Acto seguido, los atenienses fueron cerrando el cerco sobre el centro del ejército persa, que, sorprendido en una posición desfavorable (es decir, por los flancos y la retaguardia), fue duramente castigado antes de darse a la fuga. Perseguidos por los griegos, los persas sucumbieron a miles en las marismas que bordeaban la llanura de Maratón. Especialmente angustioso fue el reembarque en sus naves. Los griegos se hicieron con 7 barcos y dieron muerte a numerosos persas que trataban de llegar al resto de la flota.
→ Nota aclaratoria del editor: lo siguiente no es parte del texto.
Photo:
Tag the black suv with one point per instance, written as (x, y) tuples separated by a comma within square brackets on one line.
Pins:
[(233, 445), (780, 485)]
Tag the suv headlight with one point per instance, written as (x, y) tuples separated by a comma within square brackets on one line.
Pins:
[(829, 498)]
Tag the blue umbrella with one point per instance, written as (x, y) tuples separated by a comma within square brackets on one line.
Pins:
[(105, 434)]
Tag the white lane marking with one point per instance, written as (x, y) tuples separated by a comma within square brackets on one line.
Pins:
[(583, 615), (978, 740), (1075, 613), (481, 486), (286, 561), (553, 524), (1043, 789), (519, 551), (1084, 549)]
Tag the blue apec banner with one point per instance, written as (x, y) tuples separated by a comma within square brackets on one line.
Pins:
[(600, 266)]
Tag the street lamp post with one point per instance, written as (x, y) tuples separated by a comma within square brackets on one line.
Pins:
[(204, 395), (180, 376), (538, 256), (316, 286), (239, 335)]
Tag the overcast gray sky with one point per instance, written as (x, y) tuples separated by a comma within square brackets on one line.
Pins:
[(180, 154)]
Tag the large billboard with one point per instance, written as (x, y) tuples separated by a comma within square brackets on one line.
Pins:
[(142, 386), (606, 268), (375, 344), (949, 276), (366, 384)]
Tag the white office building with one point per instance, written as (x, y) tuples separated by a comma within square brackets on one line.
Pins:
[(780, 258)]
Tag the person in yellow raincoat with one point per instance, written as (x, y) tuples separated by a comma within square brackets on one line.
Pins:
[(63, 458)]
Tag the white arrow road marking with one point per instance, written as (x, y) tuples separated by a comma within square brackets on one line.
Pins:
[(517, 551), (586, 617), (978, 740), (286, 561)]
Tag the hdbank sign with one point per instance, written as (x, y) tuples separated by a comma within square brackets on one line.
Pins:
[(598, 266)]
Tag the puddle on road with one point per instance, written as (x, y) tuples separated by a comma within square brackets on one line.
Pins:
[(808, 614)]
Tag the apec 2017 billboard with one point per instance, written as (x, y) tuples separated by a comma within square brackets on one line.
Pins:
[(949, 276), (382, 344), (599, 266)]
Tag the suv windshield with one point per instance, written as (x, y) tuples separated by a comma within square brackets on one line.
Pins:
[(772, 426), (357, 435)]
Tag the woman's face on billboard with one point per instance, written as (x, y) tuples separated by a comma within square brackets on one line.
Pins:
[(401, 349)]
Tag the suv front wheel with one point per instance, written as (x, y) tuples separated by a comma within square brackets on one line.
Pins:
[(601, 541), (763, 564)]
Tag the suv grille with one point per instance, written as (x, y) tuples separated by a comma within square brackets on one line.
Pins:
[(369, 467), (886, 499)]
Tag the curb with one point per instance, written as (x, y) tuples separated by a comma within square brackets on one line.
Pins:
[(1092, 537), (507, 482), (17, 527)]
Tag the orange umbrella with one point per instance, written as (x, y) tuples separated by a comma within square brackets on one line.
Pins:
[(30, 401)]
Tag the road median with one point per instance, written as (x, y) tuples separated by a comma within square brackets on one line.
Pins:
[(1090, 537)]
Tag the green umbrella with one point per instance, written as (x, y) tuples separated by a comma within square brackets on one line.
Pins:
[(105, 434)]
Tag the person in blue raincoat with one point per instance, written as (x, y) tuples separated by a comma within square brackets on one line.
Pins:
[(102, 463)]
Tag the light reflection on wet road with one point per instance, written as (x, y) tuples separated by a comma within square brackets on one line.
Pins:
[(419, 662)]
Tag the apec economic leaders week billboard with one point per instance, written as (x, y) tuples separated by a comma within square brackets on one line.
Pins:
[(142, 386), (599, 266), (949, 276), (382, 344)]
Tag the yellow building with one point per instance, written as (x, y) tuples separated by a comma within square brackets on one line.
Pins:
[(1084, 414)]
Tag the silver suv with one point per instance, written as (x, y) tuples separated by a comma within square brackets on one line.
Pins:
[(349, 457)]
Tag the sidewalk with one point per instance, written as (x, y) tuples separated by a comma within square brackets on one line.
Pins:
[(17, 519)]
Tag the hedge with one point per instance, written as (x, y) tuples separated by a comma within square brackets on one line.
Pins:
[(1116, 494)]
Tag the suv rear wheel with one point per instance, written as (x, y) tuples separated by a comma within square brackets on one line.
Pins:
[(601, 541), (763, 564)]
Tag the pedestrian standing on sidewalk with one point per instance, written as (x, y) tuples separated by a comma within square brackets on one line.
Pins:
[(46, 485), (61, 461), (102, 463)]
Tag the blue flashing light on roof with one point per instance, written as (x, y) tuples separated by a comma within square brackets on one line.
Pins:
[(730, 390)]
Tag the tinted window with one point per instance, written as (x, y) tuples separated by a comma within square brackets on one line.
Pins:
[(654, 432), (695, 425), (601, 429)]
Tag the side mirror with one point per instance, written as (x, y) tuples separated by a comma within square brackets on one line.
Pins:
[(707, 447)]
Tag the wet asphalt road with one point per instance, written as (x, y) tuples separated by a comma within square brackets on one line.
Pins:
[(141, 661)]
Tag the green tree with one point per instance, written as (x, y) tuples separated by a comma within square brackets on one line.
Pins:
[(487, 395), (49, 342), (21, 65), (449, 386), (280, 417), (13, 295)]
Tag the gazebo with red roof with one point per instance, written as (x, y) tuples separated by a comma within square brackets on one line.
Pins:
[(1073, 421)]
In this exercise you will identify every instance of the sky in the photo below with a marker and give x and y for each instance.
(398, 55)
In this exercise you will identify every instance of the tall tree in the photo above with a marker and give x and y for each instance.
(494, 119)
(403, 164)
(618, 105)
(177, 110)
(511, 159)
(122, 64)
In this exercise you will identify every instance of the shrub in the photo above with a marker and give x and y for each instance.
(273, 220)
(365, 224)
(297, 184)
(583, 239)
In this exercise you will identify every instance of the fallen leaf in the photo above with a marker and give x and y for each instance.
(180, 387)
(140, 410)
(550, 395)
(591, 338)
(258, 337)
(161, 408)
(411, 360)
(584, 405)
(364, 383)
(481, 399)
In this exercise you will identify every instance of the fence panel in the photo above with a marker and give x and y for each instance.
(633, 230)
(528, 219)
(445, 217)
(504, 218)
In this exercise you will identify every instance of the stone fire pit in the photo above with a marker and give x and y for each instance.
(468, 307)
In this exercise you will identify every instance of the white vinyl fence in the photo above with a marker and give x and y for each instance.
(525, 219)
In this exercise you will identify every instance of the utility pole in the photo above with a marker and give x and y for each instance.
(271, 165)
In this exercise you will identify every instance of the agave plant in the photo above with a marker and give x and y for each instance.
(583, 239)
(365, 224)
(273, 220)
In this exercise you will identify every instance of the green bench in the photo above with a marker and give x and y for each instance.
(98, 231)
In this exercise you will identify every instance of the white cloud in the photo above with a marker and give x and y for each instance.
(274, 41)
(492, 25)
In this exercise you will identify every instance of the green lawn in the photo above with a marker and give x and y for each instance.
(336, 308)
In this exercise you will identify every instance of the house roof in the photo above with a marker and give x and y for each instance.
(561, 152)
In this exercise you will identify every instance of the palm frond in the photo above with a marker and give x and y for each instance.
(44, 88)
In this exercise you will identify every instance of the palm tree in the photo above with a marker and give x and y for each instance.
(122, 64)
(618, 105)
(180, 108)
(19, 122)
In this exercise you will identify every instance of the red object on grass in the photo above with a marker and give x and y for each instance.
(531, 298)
Aquélla fue la primera gran derrota persa, que los escritores griegos se encargaron de magnificar, y supuso el principio del fin de la hegemonía asiática sobre el Mar Egeo.
Según los historiadores griegos, las bajas del ejército persa sumaron 6.400 hombres al menos, cuyos restos, despojados de todo objeto de valor, fueron enterrados en fosas comunes. Los atenienses perdieron menos de 200 hombres, entre ellos al polemarco Calímaco y al menos a uno de sus generales. Sus restos fueron enterrados en el campo de batalla y todavía hoy se yergue en el mismo lugar el túmulo que sus compatriotas construyeron sobre su tumba para celebrar su gloria.